Topic 13 Causal Inference

Learning Goals

  • Connect the idea of a causal effect to the idea of confounding
  • Use causal diagrams to identify which variables should be “controlled”/“adjusted” for in analyses
  • Use regression models to answer causal questions





Discussion

“Correlation does not imply causation.”

Your instructor finds this saying vacuous and “avoidist”.

  • “Avoidist”: cultural tendency to (unreasonably) avoid talking about a topic
  • Why do people always jump to this saying?





  • Shoe size and reading ability are positively correlated
  • Ice cream sales and drownings
  • Can you think of others?
  • Question: What causal diagrams are behind these situations?





  • Holding age constant would show zero effect of shoe size on reading ability
  • Holding temperature constant would show zero effect of ice cream sales on drownings





In most research settings, there is an arrow between the variable of interest and the response and many potential confounding variables:

  • The goal of causal inference is quantitatively estimating the effect of \(X\) on \(Y\) along the direct arrow.
  • The “isolated effect” that we’ve been referring to is actually another way of phrasing the causal effect.
  • If we can measure all confounders, including all confounders in a regression model allows us to hold those variables constant.
    • Also called “controlling for” confounders
    • Also called “adjusting for” confounders


In a non-interaction model, \(\beta_1\) is of interest (Y ~ X + C1 + C2):

\[ E[Y] = \beta_0 + \beta_1\,X + \beta_2\,C_1 + \beta_3\,C_2 \]

An interaction model also allows us to hold the confounders constant (Y ~ X*C1 + C2):

\[ E[Y] = \beta_0 + \beta_1\,X + \beta_2\,C_1 + \beta_3\,X\times C_1 + \beta_4\,C_2 \]

Or Y ~ X*C2 + C1:

\[ E[Y] = \beta_0 + \beta_1\,X + \beta_2\,C_2 + \beta_3\,X\times C_2 + \beta_4\,C_1 \]

(You’ll practice in the Exercises.)





Overadjustment bias

It is tempting to put as many variables as we can into models to hold constant any potential confounders.
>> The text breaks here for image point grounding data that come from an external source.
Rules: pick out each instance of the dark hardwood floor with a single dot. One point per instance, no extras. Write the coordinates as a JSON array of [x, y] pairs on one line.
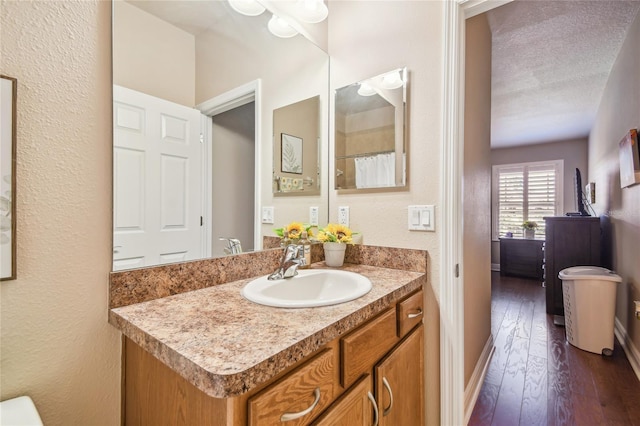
[[535, 377]]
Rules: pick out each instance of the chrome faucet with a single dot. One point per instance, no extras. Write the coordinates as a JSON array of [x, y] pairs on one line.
[[292, 257], [233, 245]]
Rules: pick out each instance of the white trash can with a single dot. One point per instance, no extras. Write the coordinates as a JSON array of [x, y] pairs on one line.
[[589, 294]]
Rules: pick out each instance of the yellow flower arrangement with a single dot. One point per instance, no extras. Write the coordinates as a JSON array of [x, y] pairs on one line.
[[335, 233], [294, 230]]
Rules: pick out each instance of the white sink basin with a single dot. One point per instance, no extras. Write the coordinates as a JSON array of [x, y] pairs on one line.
[[310, 288]]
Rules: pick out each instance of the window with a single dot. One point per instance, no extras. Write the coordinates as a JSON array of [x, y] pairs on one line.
[[525, 191]]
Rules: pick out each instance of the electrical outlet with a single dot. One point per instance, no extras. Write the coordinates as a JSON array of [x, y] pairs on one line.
[[268, 215], [343, 215], [313, 215]]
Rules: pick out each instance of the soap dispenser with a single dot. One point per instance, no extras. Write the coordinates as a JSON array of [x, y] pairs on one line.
[[306, 247]]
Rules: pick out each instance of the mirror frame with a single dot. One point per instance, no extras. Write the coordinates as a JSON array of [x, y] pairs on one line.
[[405, 138], [8, 106]]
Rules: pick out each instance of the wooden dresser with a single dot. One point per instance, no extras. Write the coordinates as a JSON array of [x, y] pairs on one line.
[[521, 257], [570, 241]]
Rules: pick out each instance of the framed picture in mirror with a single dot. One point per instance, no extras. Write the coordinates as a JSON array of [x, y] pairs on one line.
[[291, 151], [8, 91], [629, 159]]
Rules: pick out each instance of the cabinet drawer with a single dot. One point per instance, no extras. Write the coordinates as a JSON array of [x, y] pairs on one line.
[[354, 407], [361, 349], [302, 394], [410, 313]]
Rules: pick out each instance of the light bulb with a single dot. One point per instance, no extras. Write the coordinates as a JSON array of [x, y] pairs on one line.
[[311, 11], [392, 80], [247, 7], [281, 28]]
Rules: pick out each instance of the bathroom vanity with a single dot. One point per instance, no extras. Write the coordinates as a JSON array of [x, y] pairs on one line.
[[211, 357]]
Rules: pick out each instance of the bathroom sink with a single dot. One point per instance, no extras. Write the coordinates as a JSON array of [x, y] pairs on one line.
[[310, 288]]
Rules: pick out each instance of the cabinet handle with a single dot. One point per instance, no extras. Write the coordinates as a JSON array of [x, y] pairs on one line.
[[375, 408], [388, 387], [416, 315], [292, 416]]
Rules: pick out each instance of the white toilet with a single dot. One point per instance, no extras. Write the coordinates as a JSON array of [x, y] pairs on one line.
[[19, 411]]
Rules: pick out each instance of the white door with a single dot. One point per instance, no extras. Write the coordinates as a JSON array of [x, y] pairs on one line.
[[157, 181]]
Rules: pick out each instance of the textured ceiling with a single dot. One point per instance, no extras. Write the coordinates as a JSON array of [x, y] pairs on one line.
[[550, 64]]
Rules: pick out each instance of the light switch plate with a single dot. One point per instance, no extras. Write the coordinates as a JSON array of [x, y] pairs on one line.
[[268, 215], [343, 215], [421, 218], [313, 215]]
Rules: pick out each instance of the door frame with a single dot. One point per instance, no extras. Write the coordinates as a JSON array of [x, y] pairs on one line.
[[241, 95], [451, 291]]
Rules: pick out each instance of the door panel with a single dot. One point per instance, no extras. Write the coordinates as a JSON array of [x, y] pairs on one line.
[[157, 181]]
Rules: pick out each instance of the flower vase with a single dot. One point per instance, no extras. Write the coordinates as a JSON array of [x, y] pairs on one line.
[[334, 254]]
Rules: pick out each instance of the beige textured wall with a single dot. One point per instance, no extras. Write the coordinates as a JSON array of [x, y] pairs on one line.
[[573, 152], [56, 345], [368, 38], [148, 53], [619, 111], [477, 190]]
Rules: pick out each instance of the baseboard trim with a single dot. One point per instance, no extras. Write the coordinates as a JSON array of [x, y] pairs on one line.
[[633, 355], [472, 390]]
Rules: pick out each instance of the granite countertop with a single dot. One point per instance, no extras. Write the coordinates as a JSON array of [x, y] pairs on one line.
[[225, 345]]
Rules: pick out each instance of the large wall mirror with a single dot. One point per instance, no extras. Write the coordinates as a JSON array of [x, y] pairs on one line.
[[370, 133], [8, 91], [196, 90]]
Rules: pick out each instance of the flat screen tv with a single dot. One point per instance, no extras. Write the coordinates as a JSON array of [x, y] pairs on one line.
[[582, 211]]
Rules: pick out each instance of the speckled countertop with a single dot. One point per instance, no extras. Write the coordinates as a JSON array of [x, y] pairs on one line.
[[225, 345]]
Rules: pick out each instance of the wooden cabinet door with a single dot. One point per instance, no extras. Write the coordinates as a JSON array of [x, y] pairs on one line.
[[399, 382], [354, 408]]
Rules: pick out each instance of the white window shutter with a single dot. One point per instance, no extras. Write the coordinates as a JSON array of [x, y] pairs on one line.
[[526, 191]]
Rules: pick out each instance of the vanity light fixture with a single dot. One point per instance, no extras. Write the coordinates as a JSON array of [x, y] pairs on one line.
[[393, 80], [365, 89], [247, 7], [281, 28], [311, 11]]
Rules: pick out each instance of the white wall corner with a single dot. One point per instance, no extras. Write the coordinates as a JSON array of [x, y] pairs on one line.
[[477, 378], [633, 355]]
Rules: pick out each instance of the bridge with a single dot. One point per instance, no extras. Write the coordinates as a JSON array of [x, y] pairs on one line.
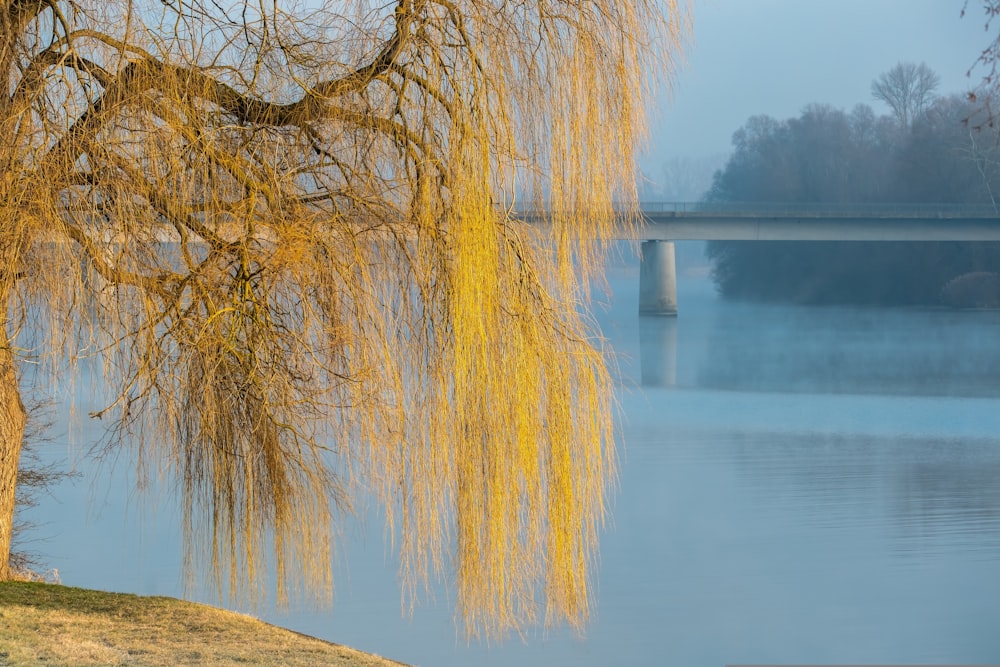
[[664, 223]]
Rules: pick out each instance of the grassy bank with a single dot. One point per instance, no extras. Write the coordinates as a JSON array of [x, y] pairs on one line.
[[58, 625]]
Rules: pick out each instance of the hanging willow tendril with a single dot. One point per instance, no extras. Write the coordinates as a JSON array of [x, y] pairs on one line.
[[289, 232]]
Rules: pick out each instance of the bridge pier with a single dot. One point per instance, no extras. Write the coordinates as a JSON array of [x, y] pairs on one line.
[[658, 279]]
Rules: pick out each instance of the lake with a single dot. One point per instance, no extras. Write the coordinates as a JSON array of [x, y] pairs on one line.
[[798, 485]]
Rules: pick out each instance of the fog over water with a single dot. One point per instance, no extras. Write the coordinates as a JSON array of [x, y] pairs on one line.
[[797, 485]]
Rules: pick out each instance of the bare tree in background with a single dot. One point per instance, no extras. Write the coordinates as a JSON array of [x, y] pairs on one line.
[[989, 88], [283, 230], [908, 89]]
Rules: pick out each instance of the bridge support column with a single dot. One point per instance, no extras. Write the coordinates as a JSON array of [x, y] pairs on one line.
[[657, 279]]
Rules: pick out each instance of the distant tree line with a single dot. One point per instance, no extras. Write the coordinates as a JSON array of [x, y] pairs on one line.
[[928, 150]]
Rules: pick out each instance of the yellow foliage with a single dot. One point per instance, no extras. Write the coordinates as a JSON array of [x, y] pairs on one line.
[[292, 236]]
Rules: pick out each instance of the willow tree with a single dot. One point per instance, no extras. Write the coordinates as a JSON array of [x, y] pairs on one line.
[[288, 233]]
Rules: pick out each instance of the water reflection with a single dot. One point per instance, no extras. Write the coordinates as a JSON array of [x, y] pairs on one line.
[[853, 350], [658, 351], [800, 486]]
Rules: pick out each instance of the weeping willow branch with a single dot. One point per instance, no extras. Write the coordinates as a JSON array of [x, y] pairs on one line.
[[288, 236]]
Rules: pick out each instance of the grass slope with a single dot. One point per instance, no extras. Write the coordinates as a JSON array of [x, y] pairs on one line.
[[58, 625]]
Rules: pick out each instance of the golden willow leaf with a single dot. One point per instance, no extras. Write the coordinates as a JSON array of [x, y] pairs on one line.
[[289, 232]]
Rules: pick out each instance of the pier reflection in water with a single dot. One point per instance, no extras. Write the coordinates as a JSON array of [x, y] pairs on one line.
[[658, 351], [797, 485]]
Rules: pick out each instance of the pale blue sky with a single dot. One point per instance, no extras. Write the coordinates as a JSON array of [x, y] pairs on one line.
[[774, 57]]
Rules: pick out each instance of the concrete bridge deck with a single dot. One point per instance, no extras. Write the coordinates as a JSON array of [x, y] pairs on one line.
[[819, 222], [665, 223]]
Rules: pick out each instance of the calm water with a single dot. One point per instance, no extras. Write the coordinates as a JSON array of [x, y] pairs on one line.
[[798, 486]]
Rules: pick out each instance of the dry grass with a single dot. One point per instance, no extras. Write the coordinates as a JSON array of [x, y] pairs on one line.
[[59, 625]]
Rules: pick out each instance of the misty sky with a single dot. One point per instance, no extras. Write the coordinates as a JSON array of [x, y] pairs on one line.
[[774, 57]]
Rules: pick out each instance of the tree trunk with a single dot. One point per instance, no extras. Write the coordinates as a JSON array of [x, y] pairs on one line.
[[12, 420]]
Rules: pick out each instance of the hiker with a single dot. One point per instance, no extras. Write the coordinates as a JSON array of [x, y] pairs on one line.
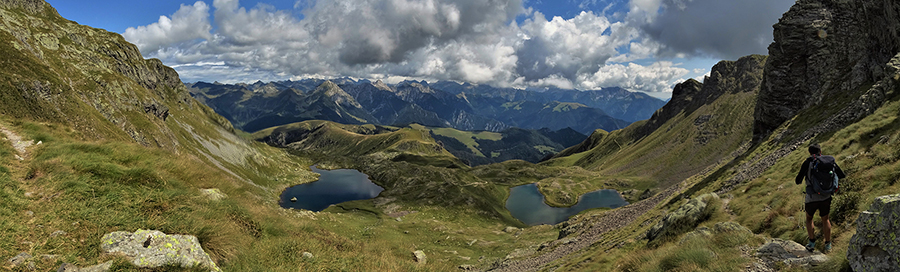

  • It is very easy to do harm here!
  • It is possible to overadjust.



  • To understand the causal effect of the flu shot, we should adjust for (hold constant) age and socioeconomic status.
  • Do we really want to adjust for immune cell level in the time period after the shot?
    • Immune cell levels are a mediator of the effect of the flu shot on subsequent flu.
    • This variable lies on a causal pathway between the variable of interest and the response.





Would we ever want to adjust for mediators?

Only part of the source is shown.